We asked two questions:

  • One, how well do you consider your organisation demonstrates a generic set of values.  We identified these through scrutinising a wide body of literature and winnowing down over 450 values to a more manageable list of six, each broken down into three components.
  • Two, how important is it to you that these values are demonstrated?

By combining these measures, the concept of a “values quotient” is computed, which as a single figure presents a clear sense of being good, bad or indifferent. Yet, so what?

Nudging towards a new style of leadership

Going back to my opening remark about the challenges we confront, many seem to me to be wrapped up in criticism of the prevailing model of capitalism, i.e. the dominance of Friedman’s free market over Galbriath’s socio-economic model.  Might the concept of a quotient provide sufficient a “nudge”, to rely on Richard H, Thaler and Cass R. Sunstein’s popular idea published in their book “Nudge: Improving Decisions about Health, Wealth, and Happinessto leaders to challenge them to consider that they can run their businesses in a different manner and still be successful, both financially and across a range of other measures included on their performance dashboard?

Would a much more acutely “lived” values-based leadership style helped to prevent the 2008 melt-down?  As further evidence is published about the low engagement of staff (see https://www.linkedin.com/pulse/how-convince-your-executives-employee-engagement-from-kammerlander), poor productivity, growing incidence of mental health caused by toxic organisational climates, might a strategic push to adopt and apply the principle of a “values quotient” induce a fervour of change that could actually produce some real value for individuals, for firms and the economy as a whole?

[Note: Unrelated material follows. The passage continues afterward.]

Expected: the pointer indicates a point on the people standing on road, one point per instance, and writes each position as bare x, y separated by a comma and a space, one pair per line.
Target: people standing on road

This demands fresh, invigorating leadership.  This necessitates development.  The traditional approach to leadership development may no longer work; consider this from Harvard Business Review, see https://hbr.org/2014/07/how-virtual-humans-can-build-better-leaders.  I am associated with US firm CNDG striving to make e-learning work once and for all.

Twenty years ago I was being sold e-learning as the panacea to all my training issues as a business leader.  Sorry, to date they have been placebos.  Reading a document on-screen (guilty with this blog) or watching a video isn’t learning, it’s information transfer.  There is neither opportunity to assimilate or apply the knowledge.

156/90 is not a blood pressure reading but figures quoted by the Wall Street Journal in an article published in October 2012, which states, “U.S. firms spent about $156 billion on employee learning in 2011, the most recent data available, according to the American Society for Training and Development. But with little practical follow-up or meaningful assessments, some 90% of new skills are lost within a year, some research suggests.”

Einstein liked his quotients.  He also remarked the definition of insanity is to continue doing the same thing and expect different outcomes.  Using the aforementioned mnemonic of CANOE, are we out of said vessel without a paddle and so far up the proverbial creek that retracing our way back to the main river course of behaving in an honourable and dignified manner is nigh on impossible?  Yet, positively, I believe there does appear to be a growing clamour for a different style of organisational leadership, one that possesses a very strong values quotient.